No tengo claro si realmente hemos vivido o estamos viviendo una. Sin embargo, a estas alturas creo que estamos de acuerdo en que la vida debe seguir. Si nos atenemos, además, al criterio con el que nos enseñó el maestro Tolkien a tomarnos los acontecimientos de la historia personal, conviene que cerremos el capítulo e iniciemos otro. Por eso me acerco otra vez a Almadia, con unas ideas que me sirvieron mucho y espero les sirvan también al lector.

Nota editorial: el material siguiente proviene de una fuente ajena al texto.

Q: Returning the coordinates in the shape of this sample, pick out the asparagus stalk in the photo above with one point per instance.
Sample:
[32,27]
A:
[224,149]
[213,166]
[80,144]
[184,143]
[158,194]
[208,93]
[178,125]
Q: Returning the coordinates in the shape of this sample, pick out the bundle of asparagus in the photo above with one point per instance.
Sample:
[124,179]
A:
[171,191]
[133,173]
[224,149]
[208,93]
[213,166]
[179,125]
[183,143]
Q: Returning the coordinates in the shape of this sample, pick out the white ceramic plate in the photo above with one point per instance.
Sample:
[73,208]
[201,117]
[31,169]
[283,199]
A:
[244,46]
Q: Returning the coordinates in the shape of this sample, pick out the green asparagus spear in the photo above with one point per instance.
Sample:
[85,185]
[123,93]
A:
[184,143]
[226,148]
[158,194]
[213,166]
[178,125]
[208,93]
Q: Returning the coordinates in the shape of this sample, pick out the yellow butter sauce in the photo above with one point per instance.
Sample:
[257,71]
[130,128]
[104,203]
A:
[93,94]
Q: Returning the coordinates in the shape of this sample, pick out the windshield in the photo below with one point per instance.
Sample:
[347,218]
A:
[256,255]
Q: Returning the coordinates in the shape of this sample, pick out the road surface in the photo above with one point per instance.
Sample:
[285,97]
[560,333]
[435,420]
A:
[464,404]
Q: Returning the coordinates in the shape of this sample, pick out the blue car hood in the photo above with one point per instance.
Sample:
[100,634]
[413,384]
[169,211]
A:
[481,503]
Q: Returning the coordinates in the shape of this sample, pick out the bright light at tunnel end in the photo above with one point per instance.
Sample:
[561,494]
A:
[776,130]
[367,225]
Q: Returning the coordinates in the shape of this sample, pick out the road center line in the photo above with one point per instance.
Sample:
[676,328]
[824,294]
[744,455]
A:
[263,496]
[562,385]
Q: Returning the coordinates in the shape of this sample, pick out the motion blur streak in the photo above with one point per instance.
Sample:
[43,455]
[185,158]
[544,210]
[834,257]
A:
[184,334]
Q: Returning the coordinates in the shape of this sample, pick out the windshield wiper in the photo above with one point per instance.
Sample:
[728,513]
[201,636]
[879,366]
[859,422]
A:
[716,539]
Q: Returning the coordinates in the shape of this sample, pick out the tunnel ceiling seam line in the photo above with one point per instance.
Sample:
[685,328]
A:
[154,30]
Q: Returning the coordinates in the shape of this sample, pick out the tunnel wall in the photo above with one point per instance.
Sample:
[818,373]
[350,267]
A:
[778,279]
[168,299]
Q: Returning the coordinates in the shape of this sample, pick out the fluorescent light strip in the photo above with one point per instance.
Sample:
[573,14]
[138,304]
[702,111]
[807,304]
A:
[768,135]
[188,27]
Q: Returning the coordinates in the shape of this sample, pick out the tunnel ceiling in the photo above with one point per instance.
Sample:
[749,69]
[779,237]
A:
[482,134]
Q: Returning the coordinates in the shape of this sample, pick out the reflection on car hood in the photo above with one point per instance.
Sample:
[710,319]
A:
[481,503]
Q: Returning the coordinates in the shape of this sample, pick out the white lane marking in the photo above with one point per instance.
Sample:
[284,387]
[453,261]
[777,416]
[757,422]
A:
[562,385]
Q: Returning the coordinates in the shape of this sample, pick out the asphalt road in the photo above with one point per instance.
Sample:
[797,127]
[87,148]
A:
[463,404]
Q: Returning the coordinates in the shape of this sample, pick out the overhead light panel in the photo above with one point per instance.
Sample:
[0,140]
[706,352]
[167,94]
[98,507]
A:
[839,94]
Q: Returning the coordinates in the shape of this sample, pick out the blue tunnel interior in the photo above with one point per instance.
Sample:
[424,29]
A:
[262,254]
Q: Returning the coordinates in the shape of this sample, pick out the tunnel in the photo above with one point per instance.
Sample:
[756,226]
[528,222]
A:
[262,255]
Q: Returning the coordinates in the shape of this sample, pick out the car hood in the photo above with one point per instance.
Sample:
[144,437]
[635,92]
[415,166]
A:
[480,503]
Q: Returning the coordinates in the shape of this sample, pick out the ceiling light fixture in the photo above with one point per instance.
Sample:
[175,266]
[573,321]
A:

Se trata de lo que puede decirse acerca de la antropología subyacente en El Señor de los Anillos, y en general en toda la creación tolkieniana.
Un resumen puede ser el siguiente: en todos los relatos
cada uno está siempre frente a sus responsabilidades personales que debe asumir (libertad);
se reconoce las jerarquías y su importancia en el acontecer de la comunidad humana (comunitarismo);
se reconoce un plano trascendente a la temporalidad, que se respeta en su contenido específico personal (religiosidad);
se pone en evidencia un plano “misterioso” de la realidad, que escapa no sólo al entendimiento humano sino a su capacidad operativa (providencia);
deja claro el hecho de que cada uno tenga lo que es justo de acuerdo a su naturaleza y su respuesta personal (justicia);
realza la importancia de lo ordinario (sencillez);
hace notar la existencia de “raíces” en la historia personal, señal de humanidad (tradición);
muestra la centralidad de la conciencia personal como eje vertebrador de los contenidos morales de la conducta humana (responsabilidad);
otorga racionalidad al problema del mal, señalando su existencia sempiterna; así como la supremacía del bien frente a ese mal, ya que este existe eternamente (planos de la realidad);
promueve la solidaridad, la sociabilidad, como forma humana de conseguir la perfección de la naturaleza; y acusa la autarquía, la insociabilidad y el individualismo como peligros graves;
describe la condición humana graficándola según órdenes de ser:
- se es hobbit (se le ha dado las habilidades esenciales para la pacífica vida en Arda)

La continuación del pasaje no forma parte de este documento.